So with HK you get a chance to look around a bit. See what the terrain looks like and how many other tribes are in your area. Then you get to pick a civ based what's there and what is available if other players picked first. It's both exciting and gives you informed agency. Maybe I want to pick a militaristic or trade civ if I have a lot of close neighbors or a peaceful agriculturalist if not.
Well put. I'm looking forward to seeing how this aspect plays out.
 
In the linked article, a dev says: "Exploration is one of the things that makes me dream the most. I love it. It has to stay relevant as long as possible. We have a lot of gameplay elements connected with this. To give you a hint, we always want you to feel like you’re the one who discovered the source of the Nile, or the Amazon Forest.”

Man, that is such a huge selling point for me. More actual, meaningful, exciting exploration is what I want!
I have to say this is something Endless Space 2 does very well. There is no point in the game where exploration ceases to be relevant, because in the late game you'll be looking for new sources of resources and luxuries. Also anomalies make exploration in ES2 very fun. So I hope to see this translate into HK.

Lead Renown Figures: so there's a great person system. Based on the UI and the game design we've seen so far, it appears that Amplitude isn't going for the "every system is a bucket, fill the bucket win a prize" approach. So will they use the equivalent of great person points, or will there be other ways to earn great people? Note that in Endless Legends, great people were called Heroes (because fantasy), and could lead armies (as generals) or lead cities (as governors). Will the historical figures in Humankind stick to that approach?
I'd say Endless Legends/Endless Space style heroes is exactly what we're looking at.
 
We actually know all the BA civs if everything we have read from various articles is correct:
Hittite
Egyptian
Olmec
Babylonians
Assyrians
Harappans
Mycenaeans
Zhou
Nubians
Libyans

I think there's going to be a Olmec>Mayan>Toltec>Aztec line and a Libyan>Numidian>Berber line as well as separate lines for England, France, and Germany. There may also be a Kievan Rus>Czarist Russia>USSR>Russian Federation line.
Libyans are an interesting pick. Surprised they didn't go the route of Phoenicia in the Bronze Age over Libyans and then Carthage in the Classical Age.

I fully expect the Soviet Union to be a modern civ especially since they were a world power house and you don't have to depict a leader. Same goes for modern China.

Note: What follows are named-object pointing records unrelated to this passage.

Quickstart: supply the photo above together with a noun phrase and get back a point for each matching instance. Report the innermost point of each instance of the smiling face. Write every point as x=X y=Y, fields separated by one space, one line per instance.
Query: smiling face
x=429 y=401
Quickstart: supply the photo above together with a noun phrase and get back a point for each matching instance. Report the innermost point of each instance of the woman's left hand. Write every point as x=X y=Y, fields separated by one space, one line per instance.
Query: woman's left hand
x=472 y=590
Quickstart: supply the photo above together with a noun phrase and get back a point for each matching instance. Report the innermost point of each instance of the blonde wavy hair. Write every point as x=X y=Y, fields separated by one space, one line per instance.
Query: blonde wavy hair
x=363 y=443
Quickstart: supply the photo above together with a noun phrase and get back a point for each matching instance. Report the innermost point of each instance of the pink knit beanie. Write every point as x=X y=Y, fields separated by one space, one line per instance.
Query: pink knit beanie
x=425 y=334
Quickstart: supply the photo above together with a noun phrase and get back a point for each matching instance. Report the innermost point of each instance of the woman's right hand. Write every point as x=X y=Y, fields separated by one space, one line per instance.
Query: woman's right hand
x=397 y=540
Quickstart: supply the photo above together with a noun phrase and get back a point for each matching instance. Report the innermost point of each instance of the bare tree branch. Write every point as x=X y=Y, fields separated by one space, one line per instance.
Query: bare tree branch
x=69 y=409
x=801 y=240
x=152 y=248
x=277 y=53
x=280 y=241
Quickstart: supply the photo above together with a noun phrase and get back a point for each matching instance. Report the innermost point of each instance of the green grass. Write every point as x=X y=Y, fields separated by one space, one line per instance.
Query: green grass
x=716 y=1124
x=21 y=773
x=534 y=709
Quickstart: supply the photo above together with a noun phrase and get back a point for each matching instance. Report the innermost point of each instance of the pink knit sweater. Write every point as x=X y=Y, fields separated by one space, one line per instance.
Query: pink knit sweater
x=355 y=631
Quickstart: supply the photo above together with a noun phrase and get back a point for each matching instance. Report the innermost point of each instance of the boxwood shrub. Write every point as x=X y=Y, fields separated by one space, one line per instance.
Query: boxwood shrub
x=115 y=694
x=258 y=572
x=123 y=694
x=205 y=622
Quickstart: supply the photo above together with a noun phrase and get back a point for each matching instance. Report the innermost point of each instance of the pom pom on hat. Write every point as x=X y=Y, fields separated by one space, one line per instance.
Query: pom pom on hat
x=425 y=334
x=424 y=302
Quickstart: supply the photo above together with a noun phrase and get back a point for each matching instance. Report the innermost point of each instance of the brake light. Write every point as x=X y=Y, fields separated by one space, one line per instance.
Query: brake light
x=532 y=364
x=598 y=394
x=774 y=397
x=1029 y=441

As for the Americas I think both the Aztec and Inca could fit in the medieval period as they don't necessarily fit in with the other empires of that time with gunpowder. So It might actually go like this as far as Latin America goes: Olmec>Mayan>Aztec and Incan>Spanish and Portugal>Brazil and or Gran Colombia>Argentina?
 
There doesn't seem to be leaders. Some have theorized that there are representatives (emissaries, ambassadors, etc) of civs for the purposes of interaction and diplomacy. The devs commented on doing placeholder voices for something.

That comment was very ambiguous. They might as easily have been doing first draft voiceovers for in game announcements, descriptions of historical events, achieving a tech/fame objective, etc.

My sense is Frogsquadron only mentioned it at all because he and/or others found the outcome of their efforts hilariously bad, and like many people wanted to share his funny anecdote. There's no telling how closely it was related to conveying personality through diplomats/emissaries, the specific topic of conversation in which it was raised.